Just tried for the first time my new Bosch PEX 400 AE today, and found it nice for beginners. Unfortunately, there were several more powerful polishers in action nearby (it was a detailing meeting) and, well, I was disappointed to see that my little Bosch didn't achieve any defect correction and only got rid of some of the swirls (I was using 3M Fast Cut and Fast Cut Plus and Lake's orange light cutting pad). A more experienced detailer said that my machine was good only for finishing and spreading wax. I think he was right. 

I really really liked the Flex XC 3401 and the Festool RAP 150.03 which I had the chance to use, among others (including Maks and Mets). 2 really wonderful machines, not too powerful and comfortable to use.


----------



## maersk (Sep 6, 2007)

Just don't see how they can possibly say that.........................

http://www.detailingworld.co.uk/forum/showthread.php?t=83874


----------



## parish (Jun 29, 2006)

farcrygamer said:


> Thanks a lot guys for your replies.
> 
> So, if i understood you well that kind machine shouldn't do any harm if used with 6.5"pads?
> 
> ...


If you can stretch to another £30 I'd go for the Kestrel DA from Clean Your Car - http://www.cleanyourcar.co.uk/polis...trel-das-6-dual-action-polisher/prod_519.html

It's 240v and the backing plate is removable using the same thread as the PC, UDM, and G220 so you can fit the smaller backing plate for use with 4" spot pads


----------



## -Kev- (Oct 30, 2007)

maersk said:


> Just don't see how they can possibly say that.........................
> 
> http://www.detailingworld.co.uk/forum/showthread.php?t=83874


the bosch one probably has'nt got the power to do deffect correction like a g220 or a kestrel DA.


----------



## geert dr (Jul 13, 2007)

When i started detailing cars that BOSCH orbital sander was recommended by users on the belgian MEGUIARSforum !
Before takin it to my cars paintwork i practiced on a trunkpanel that dated from 1967 wich still had the original paint,but was extremily oxydized.

The panel looked like this!










After 2passes with m83 on a Meg's polishingpad and 1pass with m80 this was the result !










If you can achieve this then you can do some good correction work on a paint that is in better condition, removing swirls and scratches is possible !
I still use it after rotarybuffing to refine the finish!

Here's a mate of mine using it on his Ford Fiesta.










The only downside of the machine is that the backingplate is eating its way into the Meg's polishing pad , no problem with LC pads however because the velcro backing on them is larger !


















LCpads


----------



## maersk (Sep 6, 2007)

Well done geert dr! :wave: :thumb:


----------



## VIPER (May 30, 2007)

I don't think it's a case of having the 'power' to do correction with the 'sanders' as opposed to the specialist detailing machines.
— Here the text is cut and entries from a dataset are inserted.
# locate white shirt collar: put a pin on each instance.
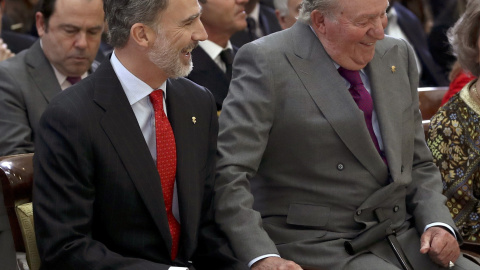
(212, 49)
(134, 88)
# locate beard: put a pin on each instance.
(166, 57)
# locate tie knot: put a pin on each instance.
(74, 80)
(227, 56)
(352, 76)
(156, 97)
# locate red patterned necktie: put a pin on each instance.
(166, 163)
(363, 100)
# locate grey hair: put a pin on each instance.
(326, 7)
(122, 14)
(281, 6)
(463, 37)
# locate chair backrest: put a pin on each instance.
(16, 175)
(430, 100)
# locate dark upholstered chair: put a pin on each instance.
(16, 176)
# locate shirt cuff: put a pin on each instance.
(261, 257)
(442, 225)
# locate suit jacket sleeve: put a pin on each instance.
(15, 131)
(424, 194)
(240, 149)
(64, 196)
(213, 250)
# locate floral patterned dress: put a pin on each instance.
(454, 139)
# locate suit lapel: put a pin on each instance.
(121, 126)
(312, 64)
(180, 113)
(386, 95)
(41, 72)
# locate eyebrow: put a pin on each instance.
(193, 17)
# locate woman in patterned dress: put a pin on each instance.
(454, 134)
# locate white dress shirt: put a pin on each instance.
(213, 50)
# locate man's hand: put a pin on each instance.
(275, 263)
(5, 53)
(441, 246)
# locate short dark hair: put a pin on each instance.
(46, 7)
(122, 14)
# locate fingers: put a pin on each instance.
(443, 246)
(425, 241)
(275, 263)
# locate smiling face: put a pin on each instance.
(71, 39)
(350, 34)
(178, 32)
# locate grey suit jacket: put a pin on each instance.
(27, 84)
(291, 132)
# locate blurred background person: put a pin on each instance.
(213, 58)
(403, 23)
(447, 13)
(287, 12)
(454, 131)
(64, 54)
(12, 42)
(261, 21)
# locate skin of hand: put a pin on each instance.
(441, 246)
(5, 53)
(275, 263)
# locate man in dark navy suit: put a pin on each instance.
(403, 23)
(124, 161)
(212, 60)
(261, 21)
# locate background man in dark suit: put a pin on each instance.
(402, 23)
(212, 59)
(309, 158)
(70, 33)
(118, 185)
(261, 21)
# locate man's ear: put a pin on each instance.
(40, 23)
(318, 21)
(142, 34)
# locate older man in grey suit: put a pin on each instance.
(70, 34)
(311, 157)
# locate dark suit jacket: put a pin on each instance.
(268, 23)
(98, 200)
(432, 74)
(207, 73)
(17, 42)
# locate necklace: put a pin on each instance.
(474, 89)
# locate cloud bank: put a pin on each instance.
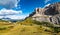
(8, 4)
(47, 1)
(4, 12)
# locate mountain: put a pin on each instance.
(50, 13)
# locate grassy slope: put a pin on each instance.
(26, 27)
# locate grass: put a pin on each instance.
(28, 27)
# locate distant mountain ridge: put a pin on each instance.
(50, 13)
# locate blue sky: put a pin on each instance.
(18, 9)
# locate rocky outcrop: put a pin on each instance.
(50, 13)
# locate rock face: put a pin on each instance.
(50, 13)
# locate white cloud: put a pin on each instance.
(9, 3)
(46, 5)
(15, 17)
(47, 1)
(9, 12)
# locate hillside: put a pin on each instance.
(28, 27)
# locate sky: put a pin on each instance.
(19, 9)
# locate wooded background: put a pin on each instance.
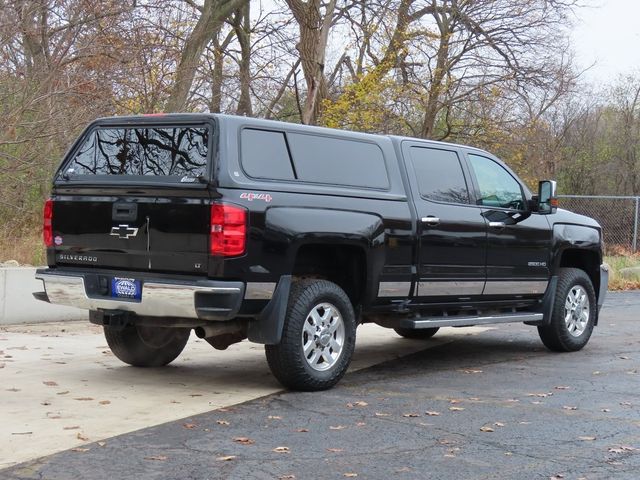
(497, 74)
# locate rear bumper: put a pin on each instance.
(161, 297)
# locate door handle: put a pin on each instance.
(430, 220)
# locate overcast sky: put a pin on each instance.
(607, 33)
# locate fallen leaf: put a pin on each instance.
(244, 440)
(621, 449)
(226, 458)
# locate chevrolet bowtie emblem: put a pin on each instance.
(124, 231)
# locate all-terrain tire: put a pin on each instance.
(318, 337)
(146, 346)
(574, 312)
(417, 333)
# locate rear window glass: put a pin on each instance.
(265, 155)
(143, 151)
(338, 161)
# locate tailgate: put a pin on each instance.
(135, 197)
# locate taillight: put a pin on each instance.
(47, 224)
(228, 230)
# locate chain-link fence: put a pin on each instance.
(619, 217)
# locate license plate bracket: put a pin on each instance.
(128, 288)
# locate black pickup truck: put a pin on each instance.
(291, 236)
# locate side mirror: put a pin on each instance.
(547, 197)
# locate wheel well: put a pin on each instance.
(586, 260)
(345, 265)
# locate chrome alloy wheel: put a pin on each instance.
(576, 311)
(323, 337)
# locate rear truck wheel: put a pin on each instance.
(143, 346)
(318, 337)
(418, 334)
(573, 313)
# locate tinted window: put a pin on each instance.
(265, 155)
(338, 161)
(497, 187)
(439, 175)
(180, 151)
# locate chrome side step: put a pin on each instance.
(432, 322)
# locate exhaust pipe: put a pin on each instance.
(221, 335)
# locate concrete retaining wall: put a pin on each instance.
(17, 305)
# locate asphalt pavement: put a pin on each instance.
(491, 405)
Okay they generally have smaller offset throws to the random orbits and that means they will take longer to achieve the correction, so it's just a case of choosing the correct pad and a polish with decent working time to suit these machines.


----------



## diesel_dog (May 14, 2008)

Is the idea to get rotary motion with one of these or put much pressure on just to give oscillating power, sorry for the dumb ass question.


----------



## VIPER (May 30, 2007)

diesel_dog said:


> Is the idea to get rotary motion with one of these or put much pressure on just to give oscillating power, sorry for the dumb ass question.


Don't apologise, mate - not a dumb question. It's ideal to get as fast a spinning motion as you can whilst still keeping sufficient pressure on the panel to actually polish. Minimum really is 1 rev per second, but on both my machines, even with the correct pressure against the panel, I can normally sustain 3,4,5 or more revs. If the pad is only oscillating and not spinning then either the user is putting far too much pressure on, or there's a problem with the machine such as something fouling the backing plate and preventing it spinning or an overgreased main bearing.


----------



## diesel_dog (May 14, 2008)

Thank's very much Pit Viper, that explains why my bonnet didnt really come up as i was putting quite a bit of pressure on thinking the oscillation would be enough, many many thanks.


----------